Hubo una vez una niña que de pequeña dejó de hablar, no porque se
quedara muda, no porque nunca aprendiera. La niña dejó de hablar porque todos a
su alrededor gritaban, porque todos lo hacían sin prestar atención a las
palabras que salían de su boca. Dejó de hablar porque todos lo hacían pero
nadie escuchaba.
La niña iba creciendo, aprendiendo a hablar pero sin utilizar su voz
para nada. Solo contestaba “Sí”, “No”, “No sé”, “Lo que quieras”. Nunca se
molestaba en dar explicaciones, nunca preguntaba más allá de lo que necesitaba
saber. Ésta niña ocupaba su tiempo y su lugar dentro de una conversación para
escuchar, para observar. Conocía cada gesto de cuantos le rodeaban. Sabía, por
el tono, el estado de ánimo de cada uno de sus conocidos. Conocía cada matiz en
la voz y cada intención en una oración.
Poco a poco la niña fue haciéndose
más introvertida, más solitaria, más silenciosa. Pero aunque nuestra niña no
hablara ella necesitaba decir muchas cosas. A menudo necesitaba gritar,
insultar. El silencio la había convertido en una bomba de relojería que tenía
una cuenta atrás de palabras almacenadas en su cerebro, necesitaba escupir
todas esas palabras.
Así que un día la niña empezó a escribir.

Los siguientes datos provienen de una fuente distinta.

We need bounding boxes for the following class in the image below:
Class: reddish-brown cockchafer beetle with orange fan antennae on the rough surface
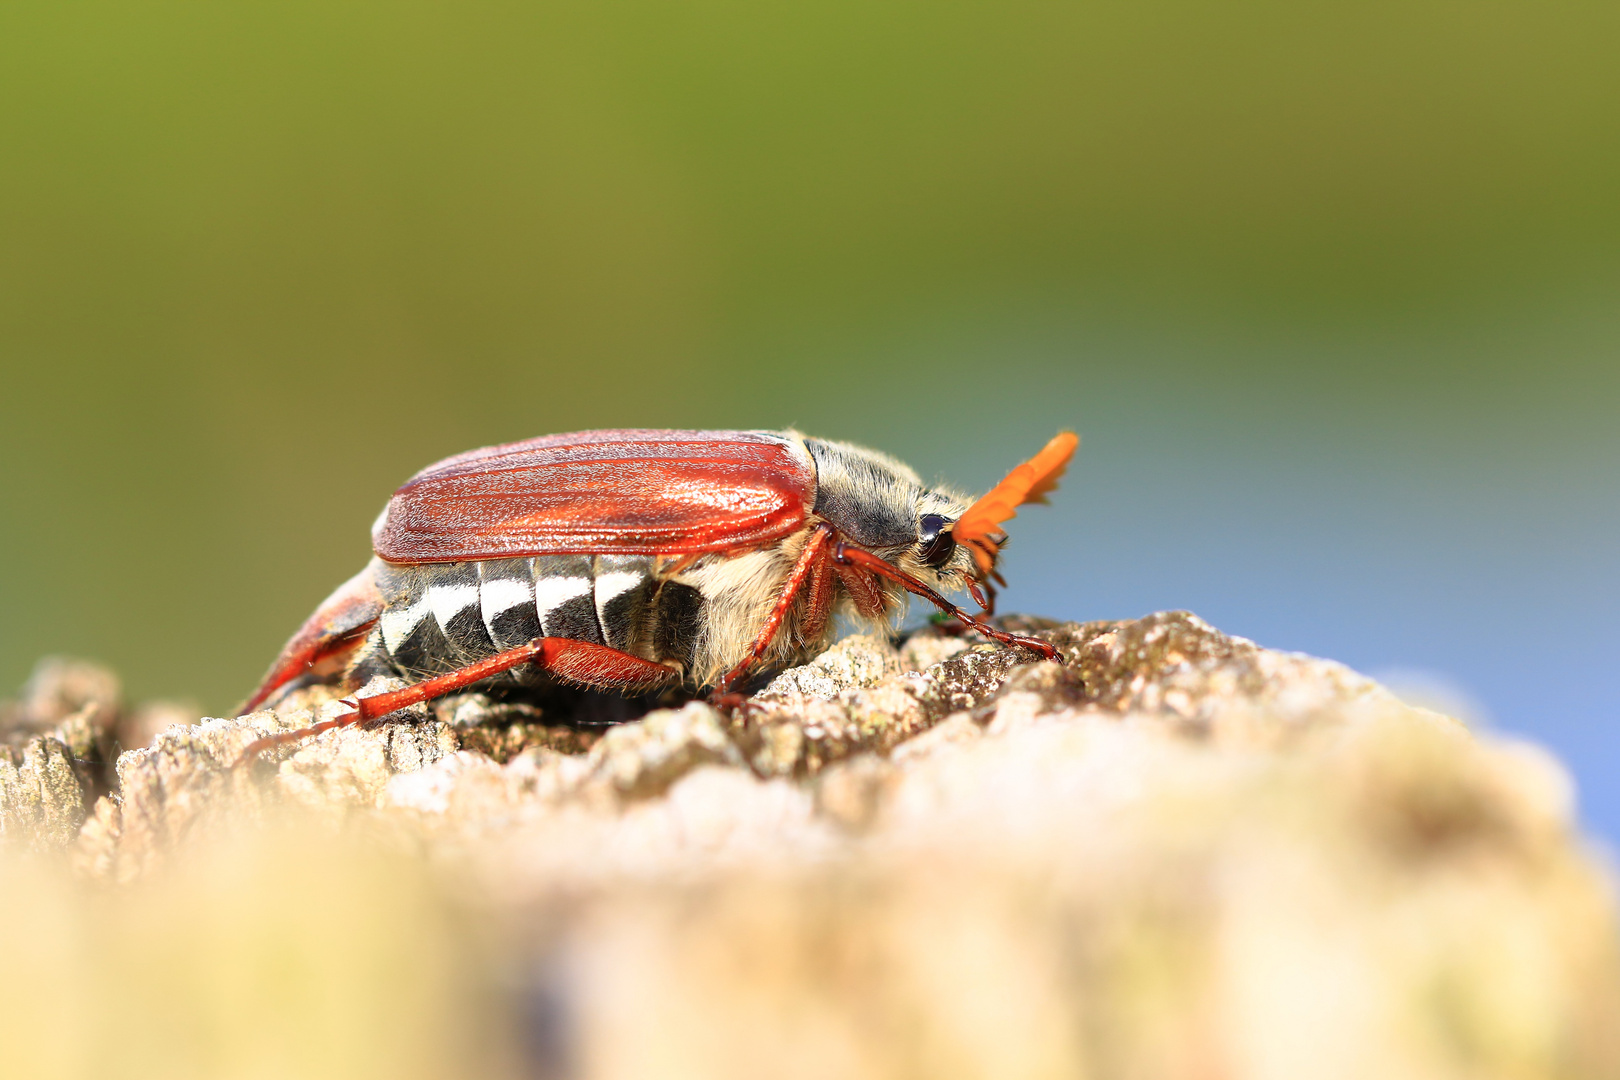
[243,431,1079,759]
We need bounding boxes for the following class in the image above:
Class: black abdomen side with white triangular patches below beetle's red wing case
[376,555,701,685]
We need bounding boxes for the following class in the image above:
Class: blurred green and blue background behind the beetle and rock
[0,0,1620,836]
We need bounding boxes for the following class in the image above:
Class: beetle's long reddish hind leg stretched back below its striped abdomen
[237,638,677,764]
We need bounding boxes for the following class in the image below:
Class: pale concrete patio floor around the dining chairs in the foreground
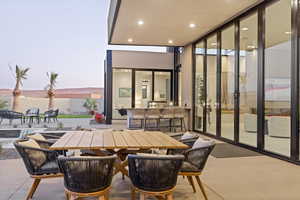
[0,141,300,200]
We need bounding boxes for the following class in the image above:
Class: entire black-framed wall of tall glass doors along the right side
[194,0,300,162]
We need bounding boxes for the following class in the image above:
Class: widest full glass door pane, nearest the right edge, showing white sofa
[265,0,292,156]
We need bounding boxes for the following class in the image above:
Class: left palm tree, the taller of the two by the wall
[12,65,29,111]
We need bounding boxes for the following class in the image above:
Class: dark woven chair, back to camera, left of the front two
[58,156,116,200]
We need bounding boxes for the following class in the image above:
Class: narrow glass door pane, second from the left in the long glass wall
[206,35,217,135]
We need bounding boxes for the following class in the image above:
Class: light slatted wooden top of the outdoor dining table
[50,130,188,150]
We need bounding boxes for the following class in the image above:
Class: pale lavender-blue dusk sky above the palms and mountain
[0,0,109,89]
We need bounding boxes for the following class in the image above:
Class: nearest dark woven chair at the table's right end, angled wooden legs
[179,144,215,200]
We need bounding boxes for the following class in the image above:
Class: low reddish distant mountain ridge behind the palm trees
[0,87,104,99]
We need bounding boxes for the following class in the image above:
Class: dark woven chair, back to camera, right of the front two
[128,154,184,200]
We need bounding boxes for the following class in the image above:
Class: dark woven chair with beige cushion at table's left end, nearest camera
[14,140,62,200]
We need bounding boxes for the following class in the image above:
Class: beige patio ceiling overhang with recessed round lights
[108,0,263,46]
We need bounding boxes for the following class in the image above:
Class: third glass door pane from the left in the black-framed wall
[221,25,235,140]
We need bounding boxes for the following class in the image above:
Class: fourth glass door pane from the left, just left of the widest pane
[239,13,258,147]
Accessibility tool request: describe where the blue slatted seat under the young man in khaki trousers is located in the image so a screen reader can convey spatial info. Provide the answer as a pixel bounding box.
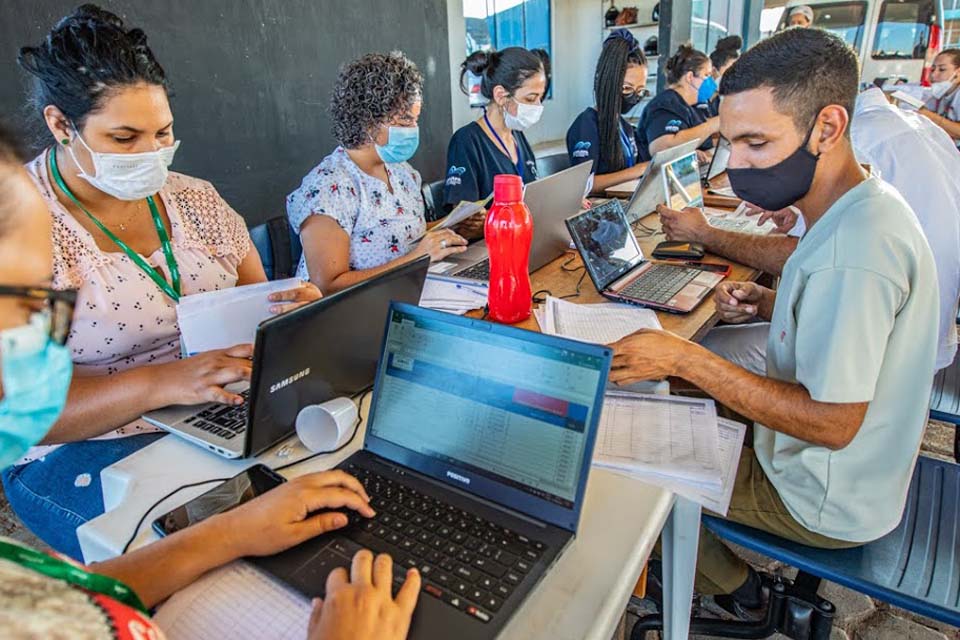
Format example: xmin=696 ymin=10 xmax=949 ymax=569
xmin=703 ymin=456 xmax=960 ymax=626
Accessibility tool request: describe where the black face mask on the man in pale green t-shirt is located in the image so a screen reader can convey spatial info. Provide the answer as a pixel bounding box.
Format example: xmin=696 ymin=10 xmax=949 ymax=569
xmin=727 ymin=123 xmax=820 ymax=211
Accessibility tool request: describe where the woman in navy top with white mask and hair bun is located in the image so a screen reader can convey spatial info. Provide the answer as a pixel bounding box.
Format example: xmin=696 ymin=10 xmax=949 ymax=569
xmin=443 ymin=47 xmax=547 ymax=218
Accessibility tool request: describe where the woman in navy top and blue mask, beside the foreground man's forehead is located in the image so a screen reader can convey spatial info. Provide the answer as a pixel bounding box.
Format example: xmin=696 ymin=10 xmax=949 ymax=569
xmin=637 ymin=44 xmax=720 ymax=156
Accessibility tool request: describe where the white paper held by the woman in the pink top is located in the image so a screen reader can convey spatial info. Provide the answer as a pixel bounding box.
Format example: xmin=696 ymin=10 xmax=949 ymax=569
xmin=177 ymin=278 xmax=300 ymax=356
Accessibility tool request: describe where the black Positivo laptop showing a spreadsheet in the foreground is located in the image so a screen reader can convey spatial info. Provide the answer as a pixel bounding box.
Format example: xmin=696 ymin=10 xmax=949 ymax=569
xmin=252 ymin=304 xmax=612 ymax=640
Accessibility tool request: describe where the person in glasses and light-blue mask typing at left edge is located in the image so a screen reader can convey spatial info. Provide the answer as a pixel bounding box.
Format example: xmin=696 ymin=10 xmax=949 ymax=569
xmin=0 ymin=120 xmax=420 ymax=640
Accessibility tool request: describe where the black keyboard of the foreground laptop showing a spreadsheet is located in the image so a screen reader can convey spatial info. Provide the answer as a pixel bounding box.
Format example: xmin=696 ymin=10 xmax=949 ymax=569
xmin=342 ymin=464 xmax=546 ymax=623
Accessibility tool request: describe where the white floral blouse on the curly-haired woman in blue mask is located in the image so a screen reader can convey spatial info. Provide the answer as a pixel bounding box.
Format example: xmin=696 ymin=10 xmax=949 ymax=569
xmin=287 ymin=147 xmax=426 ymax=279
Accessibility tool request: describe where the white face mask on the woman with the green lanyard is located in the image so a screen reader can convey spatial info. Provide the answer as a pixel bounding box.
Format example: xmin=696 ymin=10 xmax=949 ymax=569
xmin=67 ymin=129 xmax=180 ymax=200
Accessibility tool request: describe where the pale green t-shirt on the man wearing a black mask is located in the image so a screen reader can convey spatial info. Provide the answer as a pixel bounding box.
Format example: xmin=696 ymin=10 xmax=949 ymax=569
xmin=754 ymin=177 xmax=937 ymax=542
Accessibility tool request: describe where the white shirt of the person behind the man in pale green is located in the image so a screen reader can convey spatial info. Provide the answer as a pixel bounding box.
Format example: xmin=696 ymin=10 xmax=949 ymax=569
xmin=790 ymin=89 xmax=960 ymax=369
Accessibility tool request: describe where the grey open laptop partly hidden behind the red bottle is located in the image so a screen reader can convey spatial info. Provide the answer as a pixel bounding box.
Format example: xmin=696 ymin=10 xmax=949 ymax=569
xmin=443 ymin=160 xmax=593 ymax=281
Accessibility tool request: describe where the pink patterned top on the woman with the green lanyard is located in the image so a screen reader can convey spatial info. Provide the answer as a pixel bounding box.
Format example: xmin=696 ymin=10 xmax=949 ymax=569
xmin=27 ymin=152 xmax=250 ymax=456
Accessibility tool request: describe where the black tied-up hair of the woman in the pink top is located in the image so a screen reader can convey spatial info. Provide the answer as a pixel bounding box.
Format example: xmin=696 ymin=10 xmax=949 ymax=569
xmin=17 ymin=4 xmax=167 ymax=140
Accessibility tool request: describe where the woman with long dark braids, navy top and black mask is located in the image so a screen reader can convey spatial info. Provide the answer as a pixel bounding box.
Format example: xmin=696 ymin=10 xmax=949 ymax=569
xmin=567 ymin=29 xmax=650 ymax=194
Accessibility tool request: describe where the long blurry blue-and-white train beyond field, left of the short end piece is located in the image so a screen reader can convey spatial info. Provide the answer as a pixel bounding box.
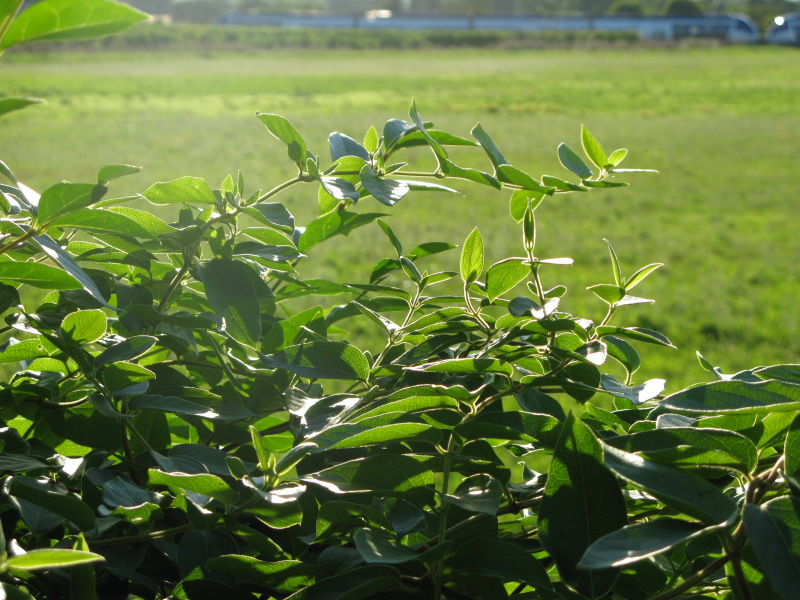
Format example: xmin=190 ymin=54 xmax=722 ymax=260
xmin=220 ymin=11 xmax=761 ymax=44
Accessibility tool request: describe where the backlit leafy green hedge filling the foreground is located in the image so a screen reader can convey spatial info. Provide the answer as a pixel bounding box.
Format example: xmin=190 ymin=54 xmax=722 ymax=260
xmin=0 ymin=0 xmax=800 ymax=600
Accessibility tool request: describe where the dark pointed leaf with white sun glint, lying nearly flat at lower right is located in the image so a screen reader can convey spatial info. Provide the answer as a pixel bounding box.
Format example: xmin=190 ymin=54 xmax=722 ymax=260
xmin=578 ymin=518 xmax=710 ymax=570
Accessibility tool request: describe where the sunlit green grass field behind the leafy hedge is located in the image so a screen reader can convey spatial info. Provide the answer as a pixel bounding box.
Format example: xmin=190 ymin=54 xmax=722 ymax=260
xmin=0 ymin=47 xmax=800 ymax=389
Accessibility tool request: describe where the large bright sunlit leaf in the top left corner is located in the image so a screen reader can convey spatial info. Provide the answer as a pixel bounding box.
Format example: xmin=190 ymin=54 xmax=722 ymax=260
xmin=0 ymin=0 xmax=147 ymax=50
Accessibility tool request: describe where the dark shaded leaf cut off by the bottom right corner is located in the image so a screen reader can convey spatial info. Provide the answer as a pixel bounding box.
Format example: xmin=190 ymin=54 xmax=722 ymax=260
xmin=743 ymin=496 xmax=800 ymax=600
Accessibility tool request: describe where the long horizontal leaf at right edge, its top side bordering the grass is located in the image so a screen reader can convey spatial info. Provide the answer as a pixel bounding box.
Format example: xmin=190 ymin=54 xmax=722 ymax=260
xmin=660 ymin=380 xmax=800 ymax=414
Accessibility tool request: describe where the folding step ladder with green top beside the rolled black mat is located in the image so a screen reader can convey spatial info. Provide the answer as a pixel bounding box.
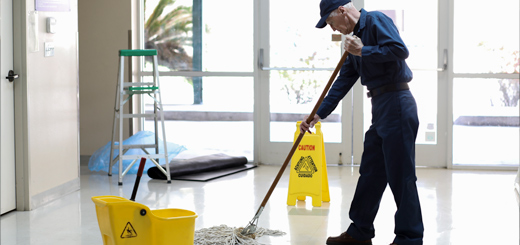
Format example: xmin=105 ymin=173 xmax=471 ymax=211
xmin=108 ymin=49 xmax=171 ymax=185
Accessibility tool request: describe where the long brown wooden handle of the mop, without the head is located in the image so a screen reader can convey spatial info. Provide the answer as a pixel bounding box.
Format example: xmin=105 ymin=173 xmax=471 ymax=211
xmin=257 ymin=51 xmax=348 ymax=210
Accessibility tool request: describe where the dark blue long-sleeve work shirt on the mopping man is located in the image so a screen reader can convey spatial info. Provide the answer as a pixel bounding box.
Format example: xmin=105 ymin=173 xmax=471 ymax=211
xmin=316 ymin=9 xmax=413 ymax=119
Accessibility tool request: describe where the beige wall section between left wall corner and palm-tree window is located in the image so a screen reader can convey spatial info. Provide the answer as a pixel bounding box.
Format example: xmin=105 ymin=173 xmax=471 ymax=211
xmin=79 ymin=0 xmax=135 ymax=155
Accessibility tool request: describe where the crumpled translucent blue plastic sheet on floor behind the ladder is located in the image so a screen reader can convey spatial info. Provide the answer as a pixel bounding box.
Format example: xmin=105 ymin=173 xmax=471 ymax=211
xmin=88 ymin=131 xmax=186 ymax=174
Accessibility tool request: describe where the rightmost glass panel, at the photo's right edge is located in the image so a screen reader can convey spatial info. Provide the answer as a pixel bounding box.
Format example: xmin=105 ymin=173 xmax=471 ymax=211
xmin=450 ymin=0 xmax=520 ymax=169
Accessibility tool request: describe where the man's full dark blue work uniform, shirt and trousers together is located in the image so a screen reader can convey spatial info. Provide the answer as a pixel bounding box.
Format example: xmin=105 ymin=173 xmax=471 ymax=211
xmin=317 ymin=9 xmax=424 ymax=245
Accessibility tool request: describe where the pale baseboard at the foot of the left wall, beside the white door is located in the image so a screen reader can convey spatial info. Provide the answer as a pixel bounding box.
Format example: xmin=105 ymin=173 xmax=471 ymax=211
xmin=30 ymin=178 xmax=80 ymax=210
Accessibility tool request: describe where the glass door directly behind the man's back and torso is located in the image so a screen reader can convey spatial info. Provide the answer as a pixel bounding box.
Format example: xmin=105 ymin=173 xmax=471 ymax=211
xmin=359 ymin=0 xmax=448 ymax=167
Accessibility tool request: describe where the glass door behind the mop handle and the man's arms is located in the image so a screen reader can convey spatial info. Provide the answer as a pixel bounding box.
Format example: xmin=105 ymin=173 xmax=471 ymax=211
xmin=257 ymin=0 xmax=351 ymax=164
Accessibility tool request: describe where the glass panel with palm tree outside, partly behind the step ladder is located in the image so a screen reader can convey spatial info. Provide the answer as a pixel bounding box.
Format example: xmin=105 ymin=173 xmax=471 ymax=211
xmin=134 ymin=0 xmax=255 ymax=161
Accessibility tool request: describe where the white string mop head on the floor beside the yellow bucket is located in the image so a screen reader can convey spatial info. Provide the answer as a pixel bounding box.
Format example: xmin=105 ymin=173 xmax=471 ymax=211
xmin=194 ymin=225 xmax=285 ymax=245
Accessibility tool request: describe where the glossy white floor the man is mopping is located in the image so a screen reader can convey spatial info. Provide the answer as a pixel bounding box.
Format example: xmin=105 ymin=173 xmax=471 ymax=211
xmin=1 ymin=162 xmax=519 ymax=245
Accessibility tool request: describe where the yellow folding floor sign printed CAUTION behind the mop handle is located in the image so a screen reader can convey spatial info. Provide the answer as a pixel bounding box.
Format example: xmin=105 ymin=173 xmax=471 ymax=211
xmin=287 ymin=121 xmax=330 ymax=207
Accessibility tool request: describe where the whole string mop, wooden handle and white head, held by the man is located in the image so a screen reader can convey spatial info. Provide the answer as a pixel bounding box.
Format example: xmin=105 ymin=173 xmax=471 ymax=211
xmin=195 ymin=51 xmax=348 ymax=245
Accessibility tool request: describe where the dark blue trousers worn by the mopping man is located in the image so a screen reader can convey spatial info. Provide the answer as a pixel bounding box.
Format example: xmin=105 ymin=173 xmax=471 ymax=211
xmin=347 ymin=90 xmax=424 ymax=245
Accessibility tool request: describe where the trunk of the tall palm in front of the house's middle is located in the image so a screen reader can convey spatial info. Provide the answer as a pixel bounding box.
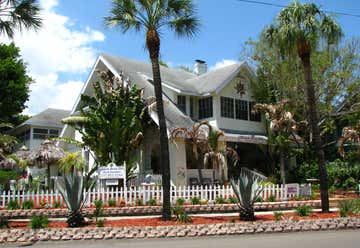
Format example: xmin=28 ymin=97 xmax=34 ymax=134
xmin=146 ymin=30 xmax=171 ymax=221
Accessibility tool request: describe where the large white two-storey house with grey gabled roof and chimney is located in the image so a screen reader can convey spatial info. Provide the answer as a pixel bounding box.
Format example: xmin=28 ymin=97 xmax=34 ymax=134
xmin=62 ymin=54 xmax=267 ymax=185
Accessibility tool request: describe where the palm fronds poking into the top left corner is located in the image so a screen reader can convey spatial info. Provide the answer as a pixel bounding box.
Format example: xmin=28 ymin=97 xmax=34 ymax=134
xmin=0 ymin=0 xmax=42 ymax=38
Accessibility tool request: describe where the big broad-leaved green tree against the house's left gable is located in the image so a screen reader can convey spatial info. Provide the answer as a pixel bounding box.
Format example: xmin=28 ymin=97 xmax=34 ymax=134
xmin=63 ymin=71 xmax=150 ymax=181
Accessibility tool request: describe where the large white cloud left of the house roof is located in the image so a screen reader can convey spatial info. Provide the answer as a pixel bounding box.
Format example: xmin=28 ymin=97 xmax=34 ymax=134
xmin=0 ymin=0 xmax=105 ymax=114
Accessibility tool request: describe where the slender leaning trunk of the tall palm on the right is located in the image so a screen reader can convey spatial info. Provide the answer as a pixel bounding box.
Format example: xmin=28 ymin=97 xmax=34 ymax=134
xmin=300 ymin=53 xmax=329 ymax=213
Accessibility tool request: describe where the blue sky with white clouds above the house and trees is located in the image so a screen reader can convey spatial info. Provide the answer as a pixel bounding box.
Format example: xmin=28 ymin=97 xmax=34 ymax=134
xmin=0 ymin=0 xmax=360 ymax=114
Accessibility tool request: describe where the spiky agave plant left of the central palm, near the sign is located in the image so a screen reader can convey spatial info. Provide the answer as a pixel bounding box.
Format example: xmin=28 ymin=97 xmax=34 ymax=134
xmin=56 ymin=173 xmax=88 ymax=227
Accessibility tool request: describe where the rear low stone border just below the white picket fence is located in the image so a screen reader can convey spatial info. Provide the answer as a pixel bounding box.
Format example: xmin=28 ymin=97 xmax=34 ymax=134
xmin=0 ymin=201 xmax=320 ymax=219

Sus manos se deslizaban por el
papel, su cerebro trabajaba tan deprisa como nunca lo había hecho al hablar.
Trabajaba cada frase y cada párrafo como si lo hubiera estado haciendo toda la
vida. Era la primera vez que la niña se paraba a escribir y ya era más feliz
que con todas las palabras dichas con voz que había pronunciado antes.
Fue entonces cuando la niña se dio cuenta que la palabra escrita era la
mejor forma de comunicarse con el mundo. Que podría escribir a su familia para
que se dieran cuenta de que ella no estaba loca, que podría escribir a sus
amigos y así ellos descubrir que no había de que preocuparse. Que podría
escribir todos sus sentimientos y así no sentirse tonta y estúpida cada vez que
su voz temblara, cada vez que sus palabras se esfumaran del cerebro y dejaran a
la garganta en evidencia. La niña descubrió que gracias a la escritura ya
podría ser feliz.
Y así la niña se hizo mujer, escribiendo amor y odio. Escribiendo
lágrimas y risas. Escribiendo mentiras para contar verdades. La niña, ahora
mujer, había gritado sus sentimientos como nunca antes lo había hecho. No tenía
secretos para nadie; pero nadie se fiaba de ella. Creían que las palabras se
podían manipular, que las palabras mentían. Creían que ella jugaba con el mundo
a su antojo para inventar mentiras de palabras.
No entendía porque a la gente de su alrededor solo le importaban las
palabras si se decían alto y claro, mirándose a los ojos. La gente lo regalaba
todo a una mirada pero no contestaba nada a una palabra bonita. “Las palabras
se las lleva el viento” decían todos, “Mentira, las palabras siempre estarán grabadas
en el recuerdo de lo que prometiste”, escribía ella en alguna vieja libreta.
Ella solo sabía escribir, y siempre lo hacía desde el corazón. Si algo aprendió en sus días de silencio es que los ojos
pueden mentir si se acostumbran a ello, las palabras siempre esconden verdades
muy fáciles de desvelar para quien las sabe leer, para quien las sabe escuchar.
Lee y escribe. Que mirar sabemos todos y mirando solo olvidamos. Escucha
y aprende. Que hablar sabemos todos y hablando solo la cagamos.